Design doesn’t just mean a pretty curtain; it comes with a total concept of how to eat, how to stand, how to live — all the things that make a difference in life. In both classical and contemporary design, the rules are the same, but they’re written slightly differently. Classical means detail, because inspiration comes from so many different periods. You’ve got to follow a rhythm that is detail-oriented for that period. Contemporary also means detail, but in a very different volume.

If you’re an innovator, you can get away with messing the rules up. I take more chances. I’m more spontaneous. I’ll give a design a twist in the middle, with the clarity coming from the architectural side, to prevent the sterile feel. But you don’t set out to do that — it just happens along the way. For instance, if you think of a hotel, when you walk in the front door with your Louis Vuitton bag and your American Express Card, why should all 47 potted orchids face the same way? The lovely thing about confusion is that, in its own way, it creates excitement.
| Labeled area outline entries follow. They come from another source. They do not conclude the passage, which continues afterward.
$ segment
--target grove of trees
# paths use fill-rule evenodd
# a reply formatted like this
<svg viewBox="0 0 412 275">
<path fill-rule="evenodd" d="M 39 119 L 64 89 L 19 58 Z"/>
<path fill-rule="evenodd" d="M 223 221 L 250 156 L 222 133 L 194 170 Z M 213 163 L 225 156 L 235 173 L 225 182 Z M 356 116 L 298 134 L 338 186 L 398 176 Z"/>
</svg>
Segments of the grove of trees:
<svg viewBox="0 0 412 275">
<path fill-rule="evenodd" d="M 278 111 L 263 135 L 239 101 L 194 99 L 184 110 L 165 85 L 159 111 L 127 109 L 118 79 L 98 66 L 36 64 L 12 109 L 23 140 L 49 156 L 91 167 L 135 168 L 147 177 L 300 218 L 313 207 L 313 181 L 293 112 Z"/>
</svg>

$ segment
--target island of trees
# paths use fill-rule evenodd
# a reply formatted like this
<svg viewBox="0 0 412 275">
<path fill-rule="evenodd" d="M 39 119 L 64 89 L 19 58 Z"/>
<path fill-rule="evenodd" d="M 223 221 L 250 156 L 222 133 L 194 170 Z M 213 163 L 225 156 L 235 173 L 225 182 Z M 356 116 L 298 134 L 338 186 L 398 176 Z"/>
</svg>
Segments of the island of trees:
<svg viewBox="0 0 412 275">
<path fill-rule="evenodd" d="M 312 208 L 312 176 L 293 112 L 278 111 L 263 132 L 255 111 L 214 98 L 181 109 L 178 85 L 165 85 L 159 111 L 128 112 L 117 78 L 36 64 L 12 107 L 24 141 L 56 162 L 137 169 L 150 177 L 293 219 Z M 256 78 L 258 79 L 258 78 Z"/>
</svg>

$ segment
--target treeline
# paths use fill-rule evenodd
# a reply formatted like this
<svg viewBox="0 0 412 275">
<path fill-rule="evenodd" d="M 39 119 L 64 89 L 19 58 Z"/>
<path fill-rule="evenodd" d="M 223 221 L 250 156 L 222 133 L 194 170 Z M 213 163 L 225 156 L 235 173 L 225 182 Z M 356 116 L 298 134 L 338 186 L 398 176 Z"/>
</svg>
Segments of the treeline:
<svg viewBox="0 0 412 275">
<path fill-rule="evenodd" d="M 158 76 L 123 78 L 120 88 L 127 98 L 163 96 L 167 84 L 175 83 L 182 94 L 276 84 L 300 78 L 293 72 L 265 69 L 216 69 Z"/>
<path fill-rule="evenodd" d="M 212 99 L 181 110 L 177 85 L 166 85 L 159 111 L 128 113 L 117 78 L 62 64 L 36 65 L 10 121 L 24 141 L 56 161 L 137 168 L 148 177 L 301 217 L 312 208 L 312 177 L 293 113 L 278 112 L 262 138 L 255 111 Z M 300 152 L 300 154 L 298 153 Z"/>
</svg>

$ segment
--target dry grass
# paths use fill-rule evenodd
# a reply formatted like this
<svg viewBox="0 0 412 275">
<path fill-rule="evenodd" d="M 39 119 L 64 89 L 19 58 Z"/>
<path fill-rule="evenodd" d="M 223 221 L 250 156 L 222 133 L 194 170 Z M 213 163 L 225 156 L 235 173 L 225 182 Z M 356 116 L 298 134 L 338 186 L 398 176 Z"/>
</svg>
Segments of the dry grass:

When approaching a new project, we rely on the solutions of the past. Our results dictate our practice. There are certain things we stick to, but I lead the team to create an underground look as we’re doing it. Thought goes from the nib of a pen, throughout the room, out the chimney; it’s a complete connection of past experience that leads you into the next thing. Architecture and interior design have to become a total experience.

The future of design will involve ergonomics of living among the masses. The young have their individual space, and relation to their individuality is going to involve quite a myopic experience as time goes on. The ability to create privacy within the individual spaces of our lives is going to mean smaller and smaller solutions, but ones that are technically more and more brilliant. The use of virtual reality will make your living much freer; you’ll be able to have any type of experience within your own box.

If you think about hotel living, it can mean a tired little room with a bed, but the ceiling above you can represent the whole dream sequence from a movie. You can turn on your television and get into your fridge from that same little box — it’s a whole different way of living. It’s about how you divide the space and the way you interpret it. It’s the imagination of the architect or designer.